Il indique que l’on peut remonter jusqu’aux années vingt pour trouver des traces de la création des FDC en Tanzanie. À l’époque, le Royaume-Uni créa des écoles pour les fermiers dans un grand nombre de régions afin de leur enseigner des méthodes de culture. Ces établissements ne fonctionnaient pas bien, mais lorsque l’agriculture y fut associée à la société et au développement, ainsi qu’à des activités de formation des enseignants, les choses changèrent. C’est à peu près la même chose que ce qu’avaient fait Grundtvig et Kold au Danemark cent ans auparavant quand ils avaient inventé le mouvement scandinave des universités populaires.

« Ce qui leur manquait au Danemark », ajoute Gösta, « c’était la possibilité de s’asseoir à l’ombre d’un manguier et de parler de la vie… »

Veuf puis remarié, Gösta Vestlund partit s’installer à Dar es-Salaam en 1976 avec sa seconde épouse. Ils durent apprendre le swahili. Après s’y être initié dans un cercle d’étude en Suède, ils se perfectionnèrent en suivant des cours proposés par la SIDA. À l’époque, il avait déjà 62 ans, et apprendre une nouvelle langue ne fut pas chose facile. Le couple resta en Afrique pendant deux ans. Ensuite, Gösta retourna dans son pays d’origine où il reprit ses fonctions habituelles d’inspecteur d’universités populaires au ministère de l’Éducation à Stockholm, un poste qu’il occupa en tout pendant plus de vingt ans après avoir travaillé comme enseignant dans plusieurs universités populaires et avoir été directeur de l’un de ces établissements en Suède. Au cours de sa longue existence, il a aussi créé à l’université de Linköping un cursus destiné aux enseignants des universités populaires et qui a aussi accueilli des enseignants et directeurs tanzaniens d’universités populaires pour des formations plus courtes.

La Tanzanie est aujourd’hui encore un pays important pour la Suède, tant en ce qui concerne la coopération au développement que pour les éducateurs d’adultes au sein des associations d’éducation et des universités populaires suédoises. Eva Önnesjö, responsable pendant de nombreuses années des affaires internationales au sein de la NBV (Nykterhetens Bildningverksamhet) une association d’éducation à la tempérance, explique qu’une ONG, la Karibu Association, intervient encore dans les deux pays, où elle a des membres, et qu’une vingtaine de FDC tanzaniens collabore avec des écoles en Suède.

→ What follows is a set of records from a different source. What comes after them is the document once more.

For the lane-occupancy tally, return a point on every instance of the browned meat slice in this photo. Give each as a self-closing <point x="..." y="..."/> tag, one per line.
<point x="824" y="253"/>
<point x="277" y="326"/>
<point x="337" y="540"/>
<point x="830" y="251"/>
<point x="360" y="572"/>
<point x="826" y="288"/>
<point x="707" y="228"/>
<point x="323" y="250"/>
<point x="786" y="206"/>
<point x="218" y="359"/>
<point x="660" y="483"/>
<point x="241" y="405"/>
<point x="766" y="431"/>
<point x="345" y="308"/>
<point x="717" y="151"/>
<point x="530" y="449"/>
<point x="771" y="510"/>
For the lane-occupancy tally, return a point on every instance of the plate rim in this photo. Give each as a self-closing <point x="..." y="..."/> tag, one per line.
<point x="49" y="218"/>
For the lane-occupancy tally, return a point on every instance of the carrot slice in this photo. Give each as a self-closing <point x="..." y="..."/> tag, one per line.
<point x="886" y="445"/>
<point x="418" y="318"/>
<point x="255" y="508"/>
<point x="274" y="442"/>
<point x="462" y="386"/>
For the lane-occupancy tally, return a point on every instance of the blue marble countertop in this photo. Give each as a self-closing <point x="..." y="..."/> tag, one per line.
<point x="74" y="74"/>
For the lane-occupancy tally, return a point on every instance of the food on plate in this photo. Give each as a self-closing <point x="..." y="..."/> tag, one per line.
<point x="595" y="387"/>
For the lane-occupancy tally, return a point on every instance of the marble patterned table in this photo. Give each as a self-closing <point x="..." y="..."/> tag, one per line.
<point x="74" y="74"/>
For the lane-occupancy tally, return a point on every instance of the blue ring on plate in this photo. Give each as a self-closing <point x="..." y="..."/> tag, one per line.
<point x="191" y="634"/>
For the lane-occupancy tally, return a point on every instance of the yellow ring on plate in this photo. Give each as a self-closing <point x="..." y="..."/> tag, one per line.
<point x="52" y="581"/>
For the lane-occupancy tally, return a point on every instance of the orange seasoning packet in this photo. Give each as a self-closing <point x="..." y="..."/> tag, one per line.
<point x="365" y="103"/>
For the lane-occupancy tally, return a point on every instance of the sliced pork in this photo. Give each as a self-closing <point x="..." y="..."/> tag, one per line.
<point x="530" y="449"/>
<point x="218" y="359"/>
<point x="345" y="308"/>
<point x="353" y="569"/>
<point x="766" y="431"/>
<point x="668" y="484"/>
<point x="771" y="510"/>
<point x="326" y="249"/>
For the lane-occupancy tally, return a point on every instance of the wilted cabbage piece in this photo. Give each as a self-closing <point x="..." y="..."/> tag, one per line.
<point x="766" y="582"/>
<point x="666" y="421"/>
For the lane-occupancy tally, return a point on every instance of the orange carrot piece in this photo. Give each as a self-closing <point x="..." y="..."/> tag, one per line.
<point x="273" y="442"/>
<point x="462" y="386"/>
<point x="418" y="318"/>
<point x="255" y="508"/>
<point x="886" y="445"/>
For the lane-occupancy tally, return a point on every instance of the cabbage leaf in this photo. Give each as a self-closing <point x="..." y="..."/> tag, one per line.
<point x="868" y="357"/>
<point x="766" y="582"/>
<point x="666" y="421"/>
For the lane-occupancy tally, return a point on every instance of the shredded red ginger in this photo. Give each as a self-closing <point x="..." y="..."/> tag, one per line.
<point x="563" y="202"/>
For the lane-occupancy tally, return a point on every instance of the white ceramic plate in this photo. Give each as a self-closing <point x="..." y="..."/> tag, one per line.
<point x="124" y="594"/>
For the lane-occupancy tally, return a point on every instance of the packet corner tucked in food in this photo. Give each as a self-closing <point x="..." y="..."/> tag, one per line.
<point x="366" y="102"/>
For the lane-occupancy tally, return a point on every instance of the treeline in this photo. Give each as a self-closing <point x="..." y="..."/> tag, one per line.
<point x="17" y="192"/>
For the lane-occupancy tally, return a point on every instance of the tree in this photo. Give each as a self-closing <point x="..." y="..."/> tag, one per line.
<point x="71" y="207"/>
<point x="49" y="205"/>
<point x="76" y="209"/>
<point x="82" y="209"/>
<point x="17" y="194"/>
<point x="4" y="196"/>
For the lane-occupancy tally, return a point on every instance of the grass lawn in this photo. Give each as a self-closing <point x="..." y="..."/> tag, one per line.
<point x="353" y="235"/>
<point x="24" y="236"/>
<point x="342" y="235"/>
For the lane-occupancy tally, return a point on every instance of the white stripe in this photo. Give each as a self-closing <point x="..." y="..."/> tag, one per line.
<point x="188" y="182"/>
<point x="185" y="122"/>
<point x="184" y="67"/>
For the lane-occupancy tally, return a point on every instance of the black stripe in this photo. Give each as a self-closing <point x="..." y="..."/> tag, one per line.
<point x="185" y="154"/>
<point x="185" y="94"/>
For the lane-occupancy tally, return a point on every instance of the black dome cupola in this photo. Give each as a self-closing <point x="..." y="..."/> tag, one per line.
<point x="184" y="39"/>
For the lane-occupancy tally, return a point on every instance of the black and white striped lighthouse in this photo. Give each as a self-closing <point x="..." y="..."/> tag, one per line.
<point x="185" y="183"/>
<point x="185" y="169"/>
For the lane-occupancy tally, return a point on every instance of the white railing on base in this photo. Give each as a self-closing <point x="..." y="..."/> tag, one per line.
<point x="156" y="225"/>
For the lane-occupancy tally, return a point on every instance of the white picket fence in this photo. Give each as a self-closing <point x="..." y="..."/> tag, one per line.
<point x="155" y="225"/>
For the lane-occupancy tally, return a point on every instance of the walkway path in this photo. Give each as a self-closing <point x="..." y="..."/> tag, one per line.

Promouvoir la démocratie est une des grandes tâches auxquelles Gösta Vestlund s’est consacré tout au long de son existence. Pour lui, la démocratie ne se résume pas à l’organisation d’élections libres, elle est bien plus que cela : la démocratie est une façon d’être, un mode de vie. Il convient que la tenue d’élections libres est essentielle dans tous les pays et cultures, mais il soutient aussi que la capacité de lire et d’écrire est un prérequis fondateur de la démocratie. C’est pour cette raison qu’il considère que dans le cadre de ses activités en Tanzanie, au Kenya et en Éthiopie, il a œuvré en faveur de la démocratie.

Qu’en est-il des conditions en matière de démocratie dans un pays européen développé comme la Suède ? Sont-elles parfaites ?

Chaque année, l’université populaire Tollare près de Stockholm organise un séminaire qui porte le nom de Gösta : le séminaire Vestlund. Ces séminaires annuels se déroulent sous l’intitulé « Démocratiser la démocratie ».

« Nous devons entretenir en permanence la flamme du dialogue sur la démocratie », affirme Gösta.

« Je viens de lire le dernier Rapport de l’enquête mondiale sur les valeurs (World Values Survey Report), et je pense pouvoir discerner un changement au sein des groupes, par exemples dans les pays en développement. D’opprimées, ces populations accèdent à un plus grand pouvoir d’agir. Ce changement culturel, nous pouvons le constater dans beaucoup d’endroits, et il est prometteur. Dans de nombreux pays, un nombre croissant de gens déclarent ne plus vouloir être opprimés, mais veulent acquérir le pouvoir d’agir et participer.

Il est également prometteur de voir qu’aujourd’hui les jeunes Suédois sont de plus en plus nombreux à vouloir soulever des questions sur la société et son fonctionnement, et sur la direction dans laquelle elle évolue. L’essence de la démocratie est d’accepter et de comprendre que tous les êtres humains sont égaux en valeur et en droits. L’alphabétisation est bien entendue primordiale dans un tel contexte, et n’oublions pas non plus que c’est aussi valable pour les questions environnementales comme le réchauffement climatique. Tout cela doit être envisagé dans l’optique d’un contexte démocratique. »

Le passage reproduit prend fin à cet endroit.